Peter Rozovsky writes the Detectives Beyond Borders
Blog. He has written essays and introductions for Following the Detectives: Real Locations in Crime Fiction and The Cultural Detective: Reflections on the
Writing Life in Thailand. He reviews international crime fiction for the Philadelphia Inquirer. He is a newspaper
subeditor, a freelance writer and crime-fiction editor, and the father of
Noir at the Bar.
Some of us remember where we were when John F.
Kennedy was shot or World War II ended; I remember where I was when I first
read Bill James. I was having coffee and a scone and passing the time of day at
my local secondhand bookshop when the owner said, "Hey, you might like
this" and handed me Roses, Roses, tenth novel in James' Harpur & Iles
series.
Two pages in, I was Siddhartha
Gautama under the Bodhi tree. I was Hugh Hefner at that magical moment when his
mother said, "Hugh! Stop studying so much. Go find a nice girl." I
read a third of the book, brushed the crumbs from my upper lip, and said:
"I'll take it."
What makes Bill James so much fun to
read?
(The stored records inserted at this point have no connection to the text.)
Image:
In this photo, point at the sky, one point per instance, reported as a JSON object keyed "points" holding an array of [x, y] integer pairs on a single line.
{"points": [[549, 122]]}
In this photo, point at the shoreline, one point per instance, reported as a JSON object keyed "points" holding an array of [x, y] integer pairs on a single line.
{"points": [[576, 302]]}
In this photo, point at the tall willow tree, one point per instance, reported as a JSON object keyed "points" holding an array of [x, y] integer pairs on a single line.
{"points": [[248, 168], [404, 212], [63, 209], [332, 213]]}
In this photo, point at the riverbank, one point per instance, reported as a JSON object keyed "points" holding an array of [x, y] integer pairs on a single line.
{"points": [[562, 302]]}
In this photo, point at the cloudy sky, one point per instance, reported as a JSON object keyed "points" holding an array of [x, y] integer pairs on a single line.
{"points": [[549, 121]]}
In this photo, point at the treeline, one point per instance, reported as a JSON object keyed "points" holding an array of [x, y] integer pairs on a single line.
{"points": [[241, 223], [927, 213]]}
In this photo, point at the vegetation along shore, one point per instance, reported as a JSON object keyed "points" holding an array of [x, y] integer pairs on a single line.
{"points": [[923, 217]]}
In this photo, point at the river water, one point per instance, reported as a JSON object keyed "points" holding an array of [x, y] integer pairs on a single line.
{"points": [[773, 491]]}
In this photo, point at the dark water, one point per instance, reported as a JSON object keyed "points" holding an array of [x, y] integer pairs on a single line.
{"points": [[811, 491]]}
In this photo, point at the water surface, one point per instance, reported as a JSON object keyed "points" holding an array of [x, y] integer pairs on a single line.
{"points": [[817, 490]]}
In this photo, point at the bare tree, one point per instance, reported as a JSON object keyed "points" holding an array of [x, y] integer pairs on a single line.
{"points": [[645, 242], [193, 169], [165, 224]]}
Here is part of what James told me in an interview: “I tend to get bored reading books where the dialogue is very
sequential and reasonable.”
The same goes with James’ narration. Here is a snippet from I Am Gold, Book 27 in the series:
"Harpur thought the greeting, regreeting, fizzled
with emptiness and formula. Naturally it did. It came from the manual — Besieging
for Dummies, or something like. And, just as naturally, this boy, this boy
`John' in there could recognize smooth-textured bullshit. Very likely these
calls would contain nothing but. In fact, perhaps ultimately there'd be so much
he would get disorientated by it, half smothered by it, gently and mercilessly
chinwagged into collapse and surrender by it. But, maybe he recognized this
hazard and left the phone dead for spells while he got his breath back."
That’s not a take on hostage
negotiations one is likely to find in most crime novels.
What makes the series great, other than James’ ability to make
routine passages deliciously funny? Its delicious looks at the upward
aspirations of its gangsters. Its funny, touching takes on family life. It’s
teaming of the vain, violent, ungovernable ACC Desmond Iles and his partner, DCI
Colin Harpur, who sometimes deflects and sometimes slyly returns Iles' insults,
yet who is capable of betrayals of his own. Its "brilliant combination of
almost Jacobean savagery and sexual betrayal with a tart comedy of contemporary
manners," according to John Harvey, who ought to know a thing or two about
crime fiction. And the gorgeous prose:
"If you knew how to look, a couple of deaths from
the past showed now and then in Iles' face."
That's from In Good Hands, and it's haunting and
beautiful. James can also be laugh-out-loud funny while remaining just as
haunting, as in, the opening of The Detective is Dead:
"When someone as grand and profitable as Oliphant
Kenward Knapp was suddenly taken out of the business scene, you had to expect a
bloody big rush to grab his domain, bloody big meaning not just bloody big, but
big and very bloody. Harpur was looking at what had probably been a couple of
really inspired enthusiasts in the takeover rush. Both were on their backs.
Both, admittedly, showed only minor blood loss, narrowly confined to the heart
area. Both were eyes wide, mouth wide and for ever gone from the
stampede."
The series hits its stride around its seventh book and becomes a
kind of grand and cracked portrait of Britain's shifting urban and social
landscape at the end of the twentieth century, of the murky boundaries between
police and criminals, of suburban social climbers who happen to be killers and
drug dealers, of the strange ways people build families in changing times. The
books are violent, dark, and often very funny. And their author just may be the
best prose stylist who has ever written crime fiction in English.